Sprucing up Bedrooms with Material and Furnishings

Fabric Adds Drama to Decorating Focus your decorating around something you love, such as a significant piece of fabric.
Remodeling this attic bedroom (at right) and bath into a gracious retreat started with the house owner's love of toile de Jouy fabric. Toile is a beautiful patterned fabric which was first utilized in France in the 18th century.
To strengthen the material's blue-and-white palette, the ceilings and walls are decoratively striped and painted in velvety whites and paler blues. Scraps of toile material cover the shades of swing-arm reading lights.

Toile is repeated in the bath to visually connect the 2 adjoining areas. The fabric covers a flea-market vanity and mirror frame, and puts a womanly twist on a director's chair, shower drape, and window valance.

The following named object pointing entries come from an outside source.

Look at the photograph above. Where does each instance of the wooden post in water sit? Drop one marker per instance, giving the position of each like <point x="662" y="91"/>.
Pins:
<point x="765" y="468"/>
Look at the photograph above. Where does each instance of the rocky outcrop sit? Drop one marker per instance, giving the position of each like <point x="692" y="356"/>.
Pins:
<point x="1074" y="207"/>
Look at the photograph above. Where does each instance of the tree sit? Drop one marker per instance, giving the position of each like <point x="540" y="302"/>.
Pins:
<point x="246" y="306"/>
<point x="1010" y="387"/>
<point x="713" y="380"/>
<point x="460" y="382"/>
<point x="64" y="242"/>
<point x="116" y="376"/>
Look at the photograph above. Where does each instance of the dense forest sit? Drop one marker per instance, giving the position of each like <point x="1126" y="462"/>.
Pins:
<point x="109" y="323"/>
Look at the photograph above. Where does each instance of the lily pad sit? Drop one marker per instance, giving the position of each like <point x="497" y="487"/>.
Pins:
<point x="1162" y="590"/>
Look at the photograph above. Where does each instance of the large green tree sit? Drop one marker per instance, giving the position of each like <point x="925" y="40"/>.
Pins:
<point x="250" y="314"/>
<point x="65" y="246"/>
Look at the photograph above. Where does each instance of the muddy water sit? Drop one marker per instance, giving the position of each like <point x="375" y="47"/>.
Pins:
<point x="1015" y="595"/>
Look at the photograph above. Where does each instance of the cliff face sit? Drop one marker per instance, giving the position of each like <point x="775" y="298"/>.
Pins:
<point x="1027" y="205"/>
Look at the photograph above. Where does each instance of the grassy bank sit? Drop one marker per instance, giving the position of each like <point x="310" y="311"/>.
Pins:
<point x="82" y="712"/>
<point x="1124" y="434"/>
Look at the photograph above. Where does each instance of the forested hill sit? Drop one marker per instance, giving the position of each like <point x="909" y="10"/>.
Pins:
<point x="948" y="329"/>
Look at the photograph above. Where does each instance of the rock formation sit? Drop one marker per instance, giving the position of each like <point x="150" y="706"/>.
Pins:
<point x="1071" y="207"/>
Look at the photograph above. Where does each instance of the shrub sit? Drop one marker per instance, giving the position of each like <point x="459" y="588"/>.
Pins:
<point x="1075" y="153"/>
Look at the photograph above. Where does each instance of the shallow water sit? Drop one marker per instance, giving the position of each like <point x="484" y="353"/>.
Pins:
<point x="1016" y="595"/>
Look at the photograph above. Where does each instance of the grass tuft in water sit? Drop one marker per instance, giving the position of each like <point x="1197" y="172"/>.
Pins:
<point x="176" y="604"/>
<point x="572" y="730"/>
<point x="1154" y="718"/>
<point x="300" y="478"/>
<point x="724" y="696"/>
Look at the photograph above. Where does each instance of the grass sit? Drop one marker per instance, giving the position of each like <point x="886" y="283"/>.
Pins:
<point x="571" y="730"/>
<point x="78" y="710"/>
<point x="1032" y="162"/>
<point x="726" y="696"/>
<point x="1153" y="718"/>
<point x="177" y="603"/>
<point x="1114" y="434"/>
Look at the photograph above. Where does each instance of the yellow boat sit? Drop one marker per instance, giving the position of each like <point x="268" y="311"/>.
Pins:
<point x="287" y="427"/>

A deep-blue semigloss paint surface includes high contrast to the wall.
Southwest Furniture-Finishing Techniques
Check out these furniture-finishing techniques that catch the distinct look of the Southwest.
In keeping with an aesthetic that's of the Southwest as well as grounded in American furnituremaking customs, Roy and Carol Nowacki, owners of The Bunk Home, a furnishings and antiques shop in Corrales, New Mexico, craft their furnishings from pine. Next, they distress each piece with a paddle pierced with screws (to offer the look of wormholes), a crowbar (to make damages that'll take the stain in a different way and develop dark streaks), wire brushes, or a brick.
Each piece is then ended up with irregular levels of spots as well as layers of paint that are sanded and dry-brushed (see image at right), then lastly burnished with abundant coats of pigmented beeswax.
Ornamental manages or latches include the final touches to a piece.
" To avoid having the wood look flat you need to develop up its surface, just as an expert would do a painting," encourages Carol. "You do that with wax, pigments, and paints." And lots of effort.
" Whenever I wish to paint a piece I'll stain it initially, then layer various colors atop the stain. After the paint is dried, I'll take a wire brush to it so that I can pull various layers of color out in unpredictable places-- and even go right down to the stain to take out the wood's natural grain."